Note he did say they were "paint grade" so he doesn't clean em up. A naturally finished piece and his chisel work would have been on display. It ain't natural, what he does.


----------



## controlfreak (Jun 29, 2019)

I have a fret saw but stopped using it. I moved to a pistol grip dove tail saw (veritas) and am waiting on a Florip. I moved to chopping the waste. If I must pare down or chop the knife wall I might as well just go all the way.


----------



## SMP (Aug 29, 2018)

> I have a fret saw but stopped using it. I moved to a pistol grip dove tail saw (veritas) and am waiting on a Florip. I moved to chopping the waste. If I must pare down or chop the knife wall I might as well just go all the way.
> 
> - controlfreak





> I have a fret saw but stopped using it. I moved to a pistol grip dove tail saw (veritas) and am waiting on a Florip. I moved to chopping the waste. If I must pare down or chop the knife wall I might as well just go all the way.
> 
> - controlfreak


yeah its kind of like asking people the best way to sharpen. have fo find what works. me personally:

1: cut kerf with LN DT saw.
2: cut out 80% of waste with Olson coping saw with Pegas skip tooth blades. i have gotten pretty good about cutting down from 1 kerf and making a radius and then cutting about 1/16" from my knifewall. 
3. flip coping saw other direction and cut off the little "ramp" i cut from that first cut.
4. pare away the rest (since i can cut close enough this part only takes 2 minutes.

I know how to chop and can do it fine. but its loud as hell, and the wife ad kids are usually trying to watch TV etc.


----------



## therealSteveN (Oct 29, 2016)

Sharper chisels negate the need to pound em out.  Plus the paring is easier.


----------



## MrWolfe (Jan 23, 2018)

I use dozuki saws for cutting my dovetails and then I use a fretsaw to trim the waste before cleaning them up with chisels. I have two Dozuki saws and they both are Gyokucho brand from Amazon. One has a thinner plate .11 so the kerf is closer to .2 and I can't turn the Pegas skip tooth bland on the frets saw I use. The thicker Gyokucho Dozuki saw plate is closer to .2 and the kerf is closer to .3 and that works GREAT with the Pegas s.t. fretsaw blades.
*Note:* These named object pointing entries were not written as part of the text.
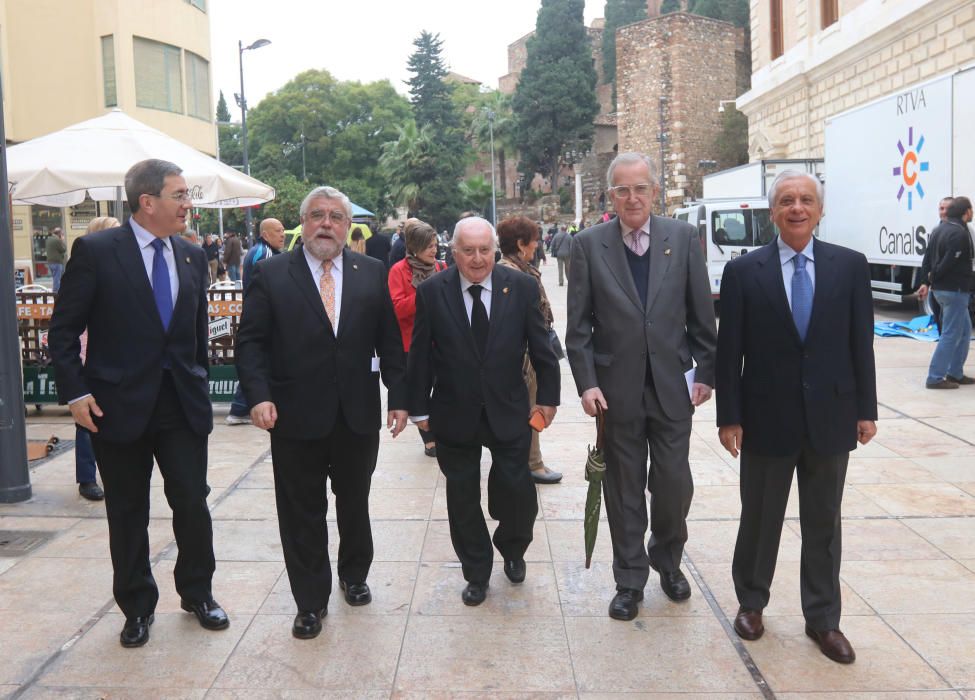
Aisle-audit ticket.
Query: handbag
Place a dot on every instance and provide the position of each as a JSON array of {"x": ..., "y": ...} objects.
[{"x": 553, "y": 340}]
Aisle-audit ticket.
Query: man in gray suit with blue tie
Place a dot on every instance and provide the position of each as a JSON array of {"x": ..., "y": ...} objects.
[{"x": 640, "y": 317}]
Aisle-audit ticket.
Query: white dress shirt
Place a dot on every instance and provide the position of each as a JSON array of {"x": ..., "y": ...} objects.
[
  {"x": 145, "y": 239},
  {"x": 788, "y": 267},
  {"x": 469, "y": 300},
  {"x": 317, "y": 268}
]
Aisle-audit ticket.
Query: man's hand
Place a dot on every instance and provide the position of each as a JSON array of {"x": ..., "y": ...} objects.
[
  {"x": 396, "y": 421},
  {"x": 83, "y": 410},
  {"x": 548, "y": 412},
  {"x": 730, "y": 437},
  {"x": 700, "y": 393},
  {"x": 592, "y": 397},
  {"x": 866, "y": 429},
  {"x": 264, "y": 415}
]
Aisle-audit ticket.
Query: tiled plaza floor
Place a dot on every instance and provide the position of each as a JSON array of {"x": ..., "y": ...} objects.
[{"x": 908, "y": 581}]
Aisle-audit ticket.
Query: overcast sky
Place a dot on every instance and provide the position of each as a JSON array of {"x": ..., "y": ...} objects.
[{"x": 362, "y": 40}]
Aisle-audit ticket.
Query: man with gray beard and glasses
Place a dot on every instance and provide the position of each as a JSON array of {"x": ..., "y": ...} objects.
[{"x": 316, "y": 333}]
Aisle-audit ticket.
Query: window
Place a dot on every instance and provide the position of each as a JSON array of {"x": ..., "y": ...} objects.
[
  {"x": 108, "y": 70},
  {"x": 158, "y": 75},
  {"x": 197, "y": 86},
  {"x": 775, "y": 28},
  {"x": 742, "y": 227},
  {"x": 830, "y": 12}
]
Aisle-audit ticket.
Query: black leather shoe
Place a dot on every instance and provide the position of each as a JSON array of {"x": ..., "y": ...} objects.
[
  {"x": 514, "y": 569},
  {"x": 674, "y": 584},
  {"x": 623, "y": 605},
  {"x": 91, "y": 491},
  {"x": 208, "y": 612},
  {"x": 356, "y": 593},
  {"x": 475, "y": 593},
  {"x": 308, "y": 623},
  {"x": 135, "y": 632}
]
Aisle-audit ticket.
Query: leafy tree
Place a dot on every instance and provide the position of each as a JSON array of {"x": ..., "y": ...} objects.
[
  {"x": 618, "y": 13},
  {"x": 338, "y": 126},
  {"x": 555, "y": 101},
  {"x": 440, "y": 171}
]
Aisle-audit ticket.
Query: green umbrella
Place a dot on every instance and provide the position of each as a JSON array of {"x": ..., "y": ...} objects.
[{"x": 595, "y": 468}]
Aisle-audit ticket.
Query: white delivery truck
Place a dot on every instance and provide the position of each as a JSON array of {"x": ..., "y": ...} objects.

Not a super expensive saw even if you buy both and it helped me with my dovetails… that and scary sharp chisels.

*Thinner Razor saw *https://www.amazon.com/Gyokucho-770...r+Dozuki+Saw+with+Blade&qid=1627782412&sr=8-2

*Thicker Razor saw*


----------



## bruc101 (Sep 13, 2008)

Our youngest daughter uses a LN tapered DT saw. To clean out the waste, we have a scroller friend that made her a saw that uses a round scroll saw blade in it like he uses when he has to cut a scroll by hand. Zips that blade in the kerf, starts cutting left or right which ever fits her fancy at the time. Done.


----------



## therealSteveN (Oct 29, 2016)

Once a person bags sawing to a line, cleaning out the waste is the only work left to a DT. Thing is, that cleaning can be done quite a few ways, and if it's right for you, then it's the right way.


----------



## controlfreak (Jun 29, 2019)

I like the dozuki very much but had trouble with the round handle. I seem to do better with my "aim" with the pistol grip. SMP, good point on the noise and yes that is a major deal breaker in a basement shop at night. I may have to try removing waste both ways again and start a timer just for fun. I need to start another dovetail related project before I lose what memory skill I have gotten so far.


----------